Wednesday, May 16, 2012

The Global Middle Class Is Bigger Than We Thought - By Shimelse Ali and Uri Dadush

The swelling middle class in emerging economies is transforming the economic balance of power across the globe. Measuring it, however, is no easy task. There is no widely accepted definition of what constitutes the middle class, and the most common ways of measuring its growth -- through looking at rises in income -- suffer from a number of flaws.

There's an easier way. In the developing world, buying a car is virtually synonymous with entry into the middle class. In these countries, car ownership separates those with the ability to purchase many other nonessentials from those within the wider population. Car statistics, moreover, are generally reliable and frequently updated, and they include data by automobile type that can be used to further segment the middle class. For this reason, the number of passenger cars in circulation serves as the most reliable gauge we have about the size of a country's middle class.

Applying this measure significantly alters our understanding of the middle class in the developing world. It shows that there are many more affluent people in developing countries than had previously been thought and that about 70 developing countries with a combined population of about 4 billion are near or above the point where car ownership rises very rapidly. This suggests that very large numbers of people will enter the middle class in the coming years, transforming the economies and political systems of the countries they inhabit.

Just What Is the Middle Class, Anyway?

The middle class in the developing world is rising. The only question is how high it will go and how fast it will get there. About 85 percent of the world's people live in developing countries, yet they accounted for only 18 percent of global consumer spending just a decade ago; today, they account for nearly 30 percent. Consumer spending in developing countries has been increasing at about three times the rate in advanced countries, and we're not just seeing a growing demand for necessities, but also for middle-class staples such as meat, toothpaste, cell phones, and air-conditioners.

Measuring the global middle class isn't just an academic exercise -- its growth carries real-world implications. Political scientists are interested in the topic because a large middle class is associated with greater political awareness, desire for more accountable and representative government, and even demand for free markets. Economists and market analysts are mainly interested in the size of the middle class as an indicator of a population's ability to rise from poverty and purchase items that go beyond bare necessities.

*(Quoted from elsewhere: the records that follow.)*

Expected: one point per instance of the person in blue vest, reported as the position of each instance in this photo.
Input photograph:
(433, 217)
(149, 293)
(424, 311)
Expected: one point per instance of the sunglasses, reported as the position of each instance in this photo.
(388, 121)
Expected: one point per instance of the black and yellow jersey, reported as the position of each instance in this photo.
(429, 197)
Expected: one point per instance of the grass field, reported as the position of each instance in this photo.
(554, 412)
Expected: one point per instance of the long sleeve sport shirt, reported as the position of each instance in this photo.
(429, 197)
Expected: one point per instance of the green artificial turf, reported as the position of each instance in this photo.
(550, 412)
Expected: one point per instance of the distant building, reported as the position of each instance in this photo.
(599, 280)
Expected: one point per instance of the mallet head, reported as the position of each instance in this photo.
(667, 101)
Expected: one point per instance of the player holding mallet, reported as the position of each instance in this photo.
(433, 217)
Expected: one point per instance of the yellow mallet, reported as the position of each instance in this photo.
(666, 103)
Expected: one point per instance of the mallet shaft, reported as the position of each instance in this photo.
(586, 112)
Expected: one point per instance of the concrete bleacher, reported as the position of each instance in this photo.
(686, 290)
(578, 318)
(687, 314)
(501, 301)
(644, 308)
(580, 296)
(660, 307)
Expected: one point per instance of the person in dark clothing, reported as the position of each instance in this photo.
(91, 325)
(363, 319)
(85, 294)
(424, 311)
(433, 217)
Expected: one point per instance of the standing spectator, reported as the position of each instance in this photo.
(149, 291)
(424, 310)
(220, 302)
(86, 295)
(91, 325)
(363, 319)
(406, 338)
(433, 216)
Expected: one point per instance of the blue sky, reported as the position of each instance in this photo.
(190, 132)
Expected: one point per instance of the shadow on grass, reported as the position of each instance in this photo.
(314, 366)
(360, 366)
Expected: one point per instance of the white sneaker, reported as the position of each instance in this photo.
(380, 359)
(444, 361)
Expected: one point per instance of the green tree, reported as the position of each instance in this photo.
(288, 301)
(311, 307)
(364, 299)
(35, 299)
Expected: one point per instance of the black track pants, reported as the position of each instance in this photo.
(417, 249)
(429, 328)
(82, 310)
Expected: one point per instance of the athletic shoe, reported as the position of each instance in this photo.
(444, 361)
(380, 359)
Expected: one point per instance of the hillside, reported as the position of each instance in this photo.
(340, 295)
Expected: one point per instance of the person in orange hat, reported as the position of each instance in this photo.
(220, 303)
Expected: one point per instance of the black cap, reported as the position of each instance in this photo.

But here's the problem: The world has never agreed on a universally accepted definition of what constitutes "middle class." The broadest classification is too low; it suggests the middle class is anyone who is not poor, which according to the World Bank means those who earn an income in excess of $2 a day after adjusting for purchasing power. That level has now been achieved by more than 4 billion of the world's 7 billion people, but while many people earning $2 a day are able to afford a cell phone, their income is far too low to afford amenities such as a regular power supply or clean water.

The narrowest classification defines middle class as individuals with an income close to or above the median income in advanced countries -- roughly $85 a day at U.S. prices. Only about 12 percent of the world's population lives in countries whose average per capita income is higher than that threshold, and only a very tiny minority in developing countries would qualify. This level of income, moreover, exceeds by a factor of seven the income needed to buy a car (around $4,000), not to mention most other big-ticket consumer items, indicating that the definition is far too narrow and too high.

Many other measures have been proposed in between these extremes. The most widely used measure was proposed in 2002 by World Bank economist Branko Milanovic and Hebrew University professor Shlomo Yitzhaki, who counted people with daily incomes between roughly $10 and $50 a day, after adjusted for purchasing-power parity, as middle class. If one uses this definition, there are an estimated 369 million people in the developing G-20 economies -- Argentina, Brazil, China, India, Indonesia, Mexico, Russia, South Africa, and Turkey -- who qualify as "middle class."

Such income-based measures of the middle class suffer from a number of deficiencies, however. First, they are based on infrequently conducted household surveys, which vary enormously in quality. Second, incomes, even when adequately measured, do not directly reflect private consumption. The share of government spending as a proportion of GDP varies greatly across countries, for example, and households in different countries and at different levels of income exhibit very different savings behavior. (Think of poor and high-savings China at one end and the United States, which is rich and has a low savings rate, at the other).